If you want a no-regulation solution to RV awfulness, fine. Open the trade doors and let the Japanese and Koreans sell RVs in our country. That’s the only way we got improved quality in our automobiles years ago, Detroit started losing market share to better-built products. But don’t be surprised if our lovely RV industry shows up on Capitol Hill with bags of money to keep their trade protection.

Cancelproof (@guest_241266)
5 months ago
Reply to  wanderer

You are absolutely correct that the Japanese auto builders forced our big 3 to improve quality, safety, desirability and fuel economy.
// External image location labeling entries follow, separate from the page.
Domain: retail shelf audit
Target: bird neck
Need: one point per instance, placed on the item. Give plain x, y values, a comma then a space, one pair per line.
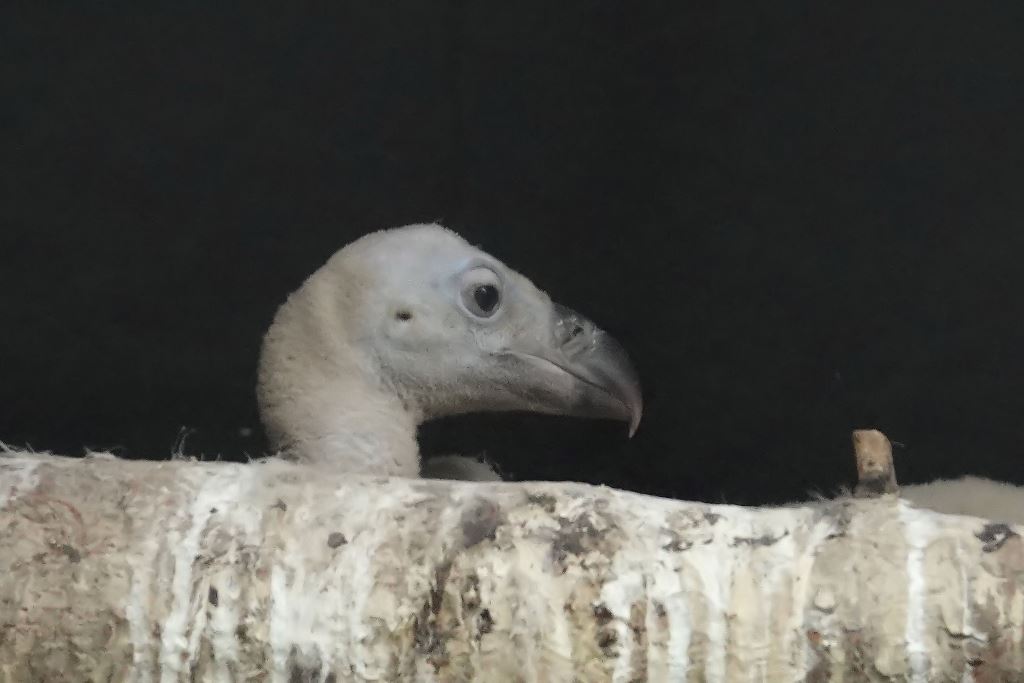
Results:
322, 401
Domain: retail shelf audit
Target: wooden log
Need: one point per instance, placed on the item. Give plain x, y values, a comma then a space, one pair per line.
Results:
114, 570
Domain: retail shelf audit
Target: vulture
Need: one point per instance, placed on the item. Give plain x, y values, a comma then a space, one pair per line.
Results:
412, 324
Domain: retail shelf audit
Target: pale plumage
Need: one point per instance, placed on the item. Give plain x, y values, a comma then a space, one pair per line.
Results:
412, 324
972, 496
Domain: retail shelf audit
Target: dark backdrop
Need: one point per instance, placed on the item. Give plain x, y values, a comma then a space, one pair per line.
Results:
800, 218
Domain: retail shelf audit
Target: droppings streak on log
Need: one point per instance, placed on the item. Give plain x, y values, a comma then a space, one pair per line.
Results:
275, 571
Jesse Crouse (@guest_241025)
5 months ago

From a Plumber- I belong to the PHCC Assoc. Plumbing Heating, Cooling Contractors Association. The oldest trade association in America-130 plus years with national, state and local chapters. We have standards. I suggest an RV manufacturer, dealer and service center association with real standards that are enforced. I am NOT HOLDING MY BREATH on that!

Will B. (@guest_240954)
5 months ago

As we bought our rig from a private seller and it was two years old, we’ve never had an RV dealership “home” nor any warranties. Pretty much everything that’s needed fixing, we’ve either done ourselves or worked with a mobile tech. After almost four years of full-timing, and reading hundreds of stories and comments, I don’t think I would *ever* attempt to get an RV dealer to fix anything. Incompetence abounds, or so it seems. I have no first hand experience of this and believe I am likely much happier for it.